Avant 2004, il existait  un cas particulier de divorce pour faute automatique, lorsque  l’un des époux avait été condamné pour crime, l’autre obtenait automatiquement un divorce pour faute. Ce cas particulier a depuis été supprimé. 

Désormais dans tous les cas, il faut établir une faute du conjoint, cette faute est particulière. Elle est définie à l’article  242 du Code civil.

Article 242 du Code civil « Un époux peut demander le divorce pour faute lorsque des faits constitutifs d’une volonté grave ont renouvelé des devoirs et obligations du mariage sont imputables a son conjoint et rendent intolérables le maintient de la vie commune. »

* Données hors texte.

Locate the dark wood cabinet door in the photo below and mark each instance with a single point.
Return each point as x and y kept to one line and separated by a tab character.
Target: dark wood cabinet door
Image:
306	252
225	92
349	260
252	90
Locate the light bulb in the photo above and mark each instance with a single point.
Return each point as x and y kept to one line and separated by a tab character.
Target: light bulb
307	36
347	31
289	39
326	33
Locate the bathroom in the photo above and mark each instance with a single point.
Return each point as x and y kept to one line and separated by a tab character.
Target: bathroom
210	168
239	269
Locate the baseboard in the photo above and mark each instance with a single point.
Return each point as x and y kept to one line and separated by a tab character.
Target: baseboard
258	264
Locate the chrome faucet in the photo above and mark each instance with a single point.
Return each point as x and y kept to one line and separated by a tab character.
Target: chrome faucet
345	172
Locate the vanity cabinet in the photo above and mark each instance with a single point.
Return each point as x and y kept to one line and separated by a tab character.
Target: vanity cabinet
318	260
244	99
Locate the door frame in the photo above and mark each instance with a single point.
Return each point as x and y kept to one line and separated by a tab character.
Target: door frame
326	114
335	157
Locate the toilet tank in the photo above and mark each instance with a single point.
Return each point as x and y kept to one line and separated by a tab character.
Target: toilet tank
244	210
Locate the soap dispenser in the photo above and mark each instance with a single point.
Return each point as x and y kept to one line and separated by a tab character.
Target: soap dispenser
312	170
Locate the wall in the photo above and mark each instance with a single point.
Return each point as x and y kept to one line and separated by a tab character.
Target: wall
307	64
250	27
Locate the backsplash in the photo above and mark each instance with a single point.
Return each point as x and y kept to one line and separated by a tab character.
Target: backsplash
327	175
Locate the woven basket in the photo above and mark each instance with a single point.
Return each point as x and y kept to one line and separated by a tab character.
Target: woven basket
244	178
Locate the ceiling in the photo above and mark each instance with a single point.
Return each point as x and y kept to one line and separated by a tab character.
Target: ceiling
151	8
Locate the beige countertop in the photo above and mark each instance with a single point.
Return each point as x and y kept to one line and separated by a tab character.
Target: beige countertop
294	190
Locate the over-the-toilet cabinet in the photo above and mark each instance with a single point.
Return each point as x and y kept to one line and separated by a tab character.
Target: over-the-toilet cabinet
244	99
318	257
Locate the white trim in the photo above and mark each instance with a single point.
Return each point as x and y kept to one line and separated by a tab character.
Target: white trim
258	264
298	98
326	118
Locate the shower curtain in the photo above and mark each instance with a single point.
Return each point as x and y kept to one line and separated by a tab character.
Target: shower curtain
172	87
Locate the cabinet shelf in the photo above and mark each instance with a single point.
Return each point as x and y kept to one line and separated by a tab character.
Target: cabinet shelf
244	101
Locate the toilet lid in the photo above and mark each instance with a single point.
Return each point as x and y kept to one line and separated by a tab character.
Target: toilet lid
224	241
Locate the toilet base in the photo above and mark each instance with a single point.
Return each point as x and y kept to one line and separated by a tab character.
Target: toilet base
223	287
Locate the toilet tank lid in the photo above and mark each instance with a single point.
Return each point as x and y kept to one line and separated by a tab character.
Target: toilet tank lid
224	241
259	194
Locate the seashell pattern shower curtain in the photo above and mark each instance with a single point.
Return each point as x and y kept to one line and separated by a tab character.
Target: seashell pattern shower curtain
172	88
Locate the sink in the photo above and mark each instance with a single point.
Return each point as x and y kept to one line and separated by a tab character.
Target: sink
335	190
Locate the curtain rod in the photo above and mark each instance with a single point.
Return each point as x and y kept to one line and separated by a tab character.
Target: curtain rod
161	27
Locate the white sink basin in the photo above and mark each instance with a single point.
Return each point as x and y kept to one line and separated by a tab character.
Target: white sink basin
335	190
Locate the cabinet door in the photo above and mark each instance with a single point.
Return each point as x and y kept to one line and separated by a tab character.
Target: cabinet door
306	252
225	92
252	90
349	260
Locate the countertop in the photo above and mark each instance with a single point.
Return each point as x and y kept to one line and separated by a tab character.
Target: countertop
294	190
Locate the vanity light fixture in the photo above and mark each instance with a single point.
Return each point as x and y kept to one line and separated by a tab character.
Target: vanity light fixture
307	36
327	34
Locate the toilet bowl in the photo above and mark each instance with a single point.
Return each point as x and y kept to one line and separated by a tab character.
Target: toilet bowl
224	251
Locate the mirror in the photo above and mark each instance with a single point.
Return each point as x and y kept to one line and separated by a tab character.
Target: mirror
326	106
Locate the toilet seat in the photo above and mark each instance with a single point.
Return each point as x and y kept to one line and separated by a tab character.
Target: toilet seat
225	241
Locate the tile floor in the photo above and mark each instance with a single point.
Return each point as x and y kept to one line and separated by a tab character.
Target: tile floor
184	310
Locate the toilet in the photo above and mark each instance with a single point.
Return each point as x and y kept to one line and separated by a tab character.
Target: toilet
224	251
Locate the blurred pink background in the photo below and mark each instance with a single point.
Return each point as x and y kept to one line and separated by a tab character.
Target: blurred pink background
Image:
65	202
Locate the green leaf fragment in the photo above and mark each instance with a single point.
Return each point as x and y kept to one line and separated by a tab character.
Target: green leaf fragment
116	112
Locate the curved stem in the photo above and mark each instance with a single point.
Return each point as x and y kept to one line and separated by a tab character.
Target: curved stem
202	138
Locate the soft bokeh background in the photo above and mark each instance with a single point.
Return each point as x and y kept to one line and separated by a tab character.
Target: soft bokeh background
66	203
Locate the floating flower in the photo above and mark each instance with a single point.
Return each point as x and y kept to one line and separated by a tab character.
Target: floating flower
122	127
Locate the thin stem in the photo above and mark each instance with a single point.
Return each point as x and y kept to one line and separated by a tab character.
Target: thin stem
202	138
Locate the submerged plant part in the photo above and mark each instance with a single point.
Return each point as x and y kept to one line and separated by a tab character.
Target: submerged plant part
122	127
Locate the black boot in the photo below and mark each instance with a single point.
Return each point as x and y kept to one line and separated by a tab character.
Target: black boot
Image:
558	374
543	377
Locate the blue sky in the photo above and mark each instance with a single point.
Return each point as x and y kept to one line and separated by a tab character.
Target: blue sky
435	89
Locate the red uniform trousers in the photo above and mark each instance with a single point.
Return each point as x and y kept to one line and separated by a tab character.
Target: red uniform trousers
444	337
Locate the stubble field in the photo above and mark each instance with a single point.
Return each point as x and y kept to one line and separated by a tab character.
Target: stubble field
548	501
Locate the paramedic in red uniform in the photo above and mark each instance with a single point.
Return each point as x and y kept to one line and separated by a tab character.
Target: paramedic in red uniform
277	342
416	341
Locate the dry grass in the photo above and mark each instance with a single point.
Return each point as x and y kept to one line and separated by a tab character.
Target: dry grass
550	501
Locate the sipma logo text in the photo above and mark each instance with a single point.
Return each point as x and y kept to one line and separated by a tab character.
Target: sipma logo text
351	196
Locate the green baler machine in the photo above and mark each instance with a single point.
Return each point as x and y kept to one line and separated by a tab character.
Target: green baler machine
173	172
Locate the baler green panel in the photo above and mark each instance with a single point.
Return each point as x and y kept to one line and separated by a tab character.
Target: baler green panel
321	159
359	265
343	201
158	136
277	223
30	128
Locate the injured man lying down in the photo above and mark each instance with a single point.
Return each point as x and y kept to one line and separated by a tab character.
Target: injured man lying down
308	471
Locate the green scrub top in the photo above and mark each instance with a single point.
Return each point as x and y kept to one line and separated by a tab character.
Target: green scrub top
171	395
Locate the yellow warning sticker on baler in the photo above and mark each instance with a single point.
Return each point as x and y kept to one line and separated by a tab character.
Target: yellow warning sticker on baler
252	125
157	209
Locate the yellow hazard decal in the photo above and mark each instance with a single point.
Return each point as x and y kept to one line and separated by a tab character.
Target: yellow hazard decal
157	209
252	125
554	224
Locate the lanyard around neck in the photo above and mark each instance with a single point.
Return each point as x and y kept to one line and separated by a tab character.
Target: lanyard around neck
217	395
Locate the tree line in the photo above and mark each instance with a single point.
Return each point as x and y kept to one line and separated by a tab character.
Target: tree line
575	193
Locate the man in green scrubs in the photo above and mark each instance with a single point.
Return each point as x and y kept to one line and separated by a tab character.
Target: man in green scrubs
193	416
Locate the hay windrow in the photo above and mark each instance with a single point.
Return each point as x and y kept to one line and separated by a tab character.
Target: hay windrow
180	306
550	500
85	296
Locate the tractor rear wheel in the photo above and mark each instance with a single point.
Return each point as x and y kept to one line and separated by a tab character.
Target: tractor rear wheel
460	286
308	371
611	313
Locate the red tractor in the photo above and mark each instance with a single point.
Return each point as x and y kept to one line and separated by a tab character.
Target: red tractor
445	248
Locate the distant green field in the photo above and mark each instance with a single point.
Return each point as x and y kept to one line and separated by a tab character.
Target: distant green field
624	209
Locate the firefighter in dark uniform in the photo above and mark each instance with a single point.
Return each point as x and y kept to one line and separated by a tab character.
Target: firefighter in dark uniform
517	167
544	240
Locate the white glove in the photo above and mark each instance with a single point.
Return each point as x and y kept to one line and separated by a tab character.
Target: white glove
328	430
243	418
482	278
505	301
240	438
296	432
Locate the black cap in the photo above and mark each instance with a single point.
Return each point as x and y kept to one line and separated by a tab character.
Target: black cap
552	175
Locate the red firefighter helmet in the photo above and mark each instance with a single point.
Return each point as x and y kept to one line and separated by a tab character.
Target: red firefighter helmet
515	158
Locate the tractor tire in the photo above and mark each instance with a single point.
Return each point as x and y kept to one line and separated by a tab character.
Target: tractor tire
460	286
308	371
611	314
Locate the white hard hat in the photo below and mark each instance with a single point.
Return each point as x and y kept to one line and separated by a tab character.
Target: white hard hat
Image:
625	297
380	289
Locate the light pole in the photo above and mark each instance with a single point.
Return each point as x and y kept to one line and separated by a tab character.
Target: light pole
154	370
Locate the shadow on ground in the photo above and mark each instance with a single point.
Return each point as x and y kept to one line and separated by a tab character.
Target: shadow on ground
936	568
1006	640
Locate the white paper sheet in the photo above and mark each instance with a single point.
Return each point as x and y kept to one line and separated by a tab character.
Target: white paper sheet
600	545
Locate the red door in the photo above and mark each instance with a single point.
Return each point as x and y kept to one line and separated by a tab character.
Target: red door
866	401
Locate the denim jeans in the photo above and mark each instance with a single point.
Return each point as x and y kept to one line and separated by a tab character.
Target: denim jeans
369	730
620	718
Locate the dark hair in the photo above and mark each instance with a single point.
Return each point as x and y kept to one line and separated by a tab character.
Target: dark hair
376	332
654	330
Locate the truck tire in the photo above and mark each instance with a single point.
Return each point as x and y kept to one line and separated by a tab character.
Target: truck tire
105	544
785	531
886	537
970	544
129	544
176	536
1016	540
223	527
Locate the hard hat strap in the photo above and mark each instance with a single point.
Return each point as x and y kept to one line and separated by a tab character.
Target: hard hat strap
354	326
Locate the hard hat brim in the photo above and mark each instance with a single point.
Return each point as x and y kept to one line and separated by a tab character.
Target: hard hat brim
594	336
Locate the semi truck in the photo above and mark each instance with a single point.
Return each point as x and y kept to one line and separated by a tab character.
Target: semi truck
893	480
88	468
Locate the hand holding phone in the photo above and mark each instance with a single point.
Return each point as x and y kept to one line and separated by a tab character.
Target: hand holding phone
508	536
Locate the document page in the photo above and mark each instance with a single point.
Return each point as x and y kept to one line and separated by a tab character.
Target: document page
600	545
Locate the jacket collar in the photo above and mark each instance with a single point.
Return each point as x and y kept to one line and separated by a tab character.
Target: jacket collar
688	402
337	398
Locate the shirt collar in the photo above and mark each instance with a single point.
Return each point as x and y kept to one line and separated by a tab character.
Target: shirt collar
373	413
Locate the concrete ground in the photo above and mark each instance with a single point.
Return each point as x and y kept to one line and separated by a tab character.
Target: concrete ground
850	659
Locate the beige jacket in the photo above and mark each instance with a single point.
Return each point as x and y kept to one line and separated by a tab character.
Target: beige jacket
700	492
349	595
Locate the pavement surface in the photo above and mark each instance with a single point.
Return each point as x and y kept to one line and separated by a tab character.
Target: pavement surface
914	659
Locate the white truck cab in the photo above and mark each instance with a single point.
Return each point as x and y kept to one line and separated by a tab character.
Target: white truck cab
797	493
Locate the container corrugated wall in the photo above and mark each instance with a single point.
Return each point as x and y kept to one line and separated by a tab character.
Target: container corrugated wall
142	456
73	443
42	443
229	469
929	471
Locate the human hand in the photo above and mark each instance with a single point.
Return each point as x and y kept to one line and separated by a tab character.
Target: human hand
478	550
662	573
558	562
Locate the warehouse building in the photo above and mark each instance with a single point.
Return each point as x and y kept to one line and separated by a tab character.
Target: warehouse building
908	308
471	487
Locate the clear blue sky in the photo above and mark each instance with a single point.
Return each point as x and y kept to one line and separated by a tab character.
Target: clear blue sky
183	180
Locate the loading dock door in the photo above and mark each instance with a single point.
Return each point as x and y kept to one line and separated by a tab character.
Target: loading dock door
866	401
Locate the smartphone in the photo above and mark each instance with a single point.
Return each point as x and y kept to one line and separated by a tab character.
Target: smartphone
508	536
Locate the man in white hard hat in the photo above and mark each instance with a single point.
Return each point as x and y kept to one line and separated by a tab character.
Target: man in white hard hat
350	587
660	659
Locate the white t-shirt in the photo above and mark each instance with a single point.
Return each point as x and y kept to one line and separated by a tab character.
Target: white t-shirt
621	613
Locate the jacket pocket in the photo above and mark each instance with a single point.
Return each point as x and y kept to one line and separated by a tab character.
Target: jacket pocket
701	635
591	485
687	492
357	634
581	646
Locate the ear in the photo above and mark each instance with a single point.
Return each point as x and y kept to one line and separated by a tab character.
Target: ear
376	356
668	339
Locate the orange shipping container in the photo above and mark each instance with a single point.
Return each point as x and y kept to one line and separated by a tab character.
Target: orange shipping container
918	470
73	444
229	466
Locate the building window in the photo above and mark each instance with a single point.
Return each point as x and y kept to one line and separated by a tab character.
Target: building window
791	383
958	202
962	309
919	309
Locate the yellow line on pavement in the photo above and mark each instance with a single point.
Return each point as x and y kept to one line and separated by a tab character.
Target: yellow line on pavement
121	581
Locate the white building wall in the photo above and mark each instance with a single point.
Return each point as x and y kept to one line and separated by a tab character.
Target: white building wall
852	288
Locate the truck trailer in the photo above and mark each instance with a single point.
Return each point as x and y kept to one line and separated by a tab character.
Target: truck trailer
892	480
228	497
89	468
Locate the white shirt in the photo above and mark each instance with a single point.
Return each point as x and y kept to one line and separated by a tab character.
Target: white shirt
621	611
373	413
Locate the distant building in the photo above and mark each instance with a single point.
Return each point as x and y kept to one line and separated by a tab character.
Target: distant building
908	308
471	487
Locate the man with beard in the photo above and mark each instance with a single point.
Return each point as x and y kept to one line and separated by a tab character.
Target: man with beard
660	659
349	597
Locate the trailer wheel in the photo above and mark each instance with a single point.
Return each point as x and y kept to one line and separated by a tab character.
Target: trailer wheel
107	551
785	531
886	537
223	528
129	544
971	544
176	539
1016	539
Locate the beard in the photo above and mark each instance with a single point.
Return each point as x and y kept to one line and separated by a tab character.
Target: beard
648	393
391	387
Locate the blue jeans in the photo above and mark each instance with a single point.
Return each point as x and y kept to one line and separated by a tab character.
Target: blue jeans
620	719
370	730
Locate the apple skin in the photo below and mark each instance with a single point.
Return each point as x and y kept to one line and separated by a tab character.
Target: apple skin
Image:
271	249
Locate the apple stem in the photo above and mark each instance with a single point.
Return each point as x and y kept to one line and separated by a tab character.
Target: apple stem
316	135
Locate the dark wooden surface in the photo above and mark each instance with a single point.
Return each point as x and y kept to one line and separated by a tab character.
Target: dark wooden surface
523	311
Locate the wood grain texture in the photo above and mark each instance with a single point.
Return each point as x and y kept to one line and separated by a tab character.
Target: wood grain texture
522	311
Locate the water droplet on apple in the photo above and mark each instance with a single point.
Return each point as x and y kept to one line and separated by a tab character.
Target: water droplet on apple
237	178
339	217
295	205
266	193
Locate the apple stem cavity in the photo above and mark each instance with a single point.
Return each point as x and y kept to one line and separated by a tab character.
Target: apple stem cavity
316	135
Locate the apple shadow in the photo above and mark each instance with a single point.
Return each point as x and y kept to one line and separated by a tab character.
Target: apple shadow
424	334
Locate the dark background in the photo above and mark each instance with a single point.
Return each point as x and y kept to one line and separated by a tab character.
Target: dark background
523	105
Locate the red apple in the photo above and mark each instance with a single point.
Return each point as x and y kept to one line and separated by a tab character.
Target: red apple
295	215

La faute est constituée de quatre éléments :

  • La violation par le conjoint des devoirs et obligations du mariage. C’est par exemple l’infidélité,  le refus de relations sexuelles injustifiées, la violence à  l’égard des enfants, le refus de contribuer aux charges, cacher une dépendance alcoolique, une grossesse, etc.
  • La  violation doit être grave ou renouvelée. Ainsi, une seule faute grave peut suffire, mais il faudra qu’elles soient renouvelées dans le cadre de fautes simples (humiliation en public par exemple). C’est laissé à l’appréciation des juges qui tiendront compte du milieu social, éducation…
    En pratique il arrive souvent que les torts soient partagés, chacun des époux a des fautes à reprocher à l’autre. C’est ce qu’on appelle les  « torts partagés ». C’est l’article 245 du Code civil qui est appliqué : « les fautes de l’époux demandeur n’empêchent pas d’examiner sa demande, mais peuvent enlever au fait qu’ils reprochent son conjoint le caractère de gravité qui en aurait fait une cause de divorce ». Dans cette hypothèse-là, le divorce ne peut plus être prononcé. Le divorce sera prononcé aux torts partagés des époux.
  • La violation doit rendre intolérable le maintien de la vie commune. La faute doit rendre impossible toute vie commune des époux.
    La réconciliation des époux est possible. Le pardon accordé empêche le divorce pour faute. Si l’époux a pardonné, c’est que la communauté de vie est possible.
    Attention, le pardon n’est pas définitif, si la violation se reproduit il sera possible de demander à nouveau le divorce pour faute.
  • La violation doit être imputable au conjoint. En d’autres termes, cela doit être de la faute de l’époux.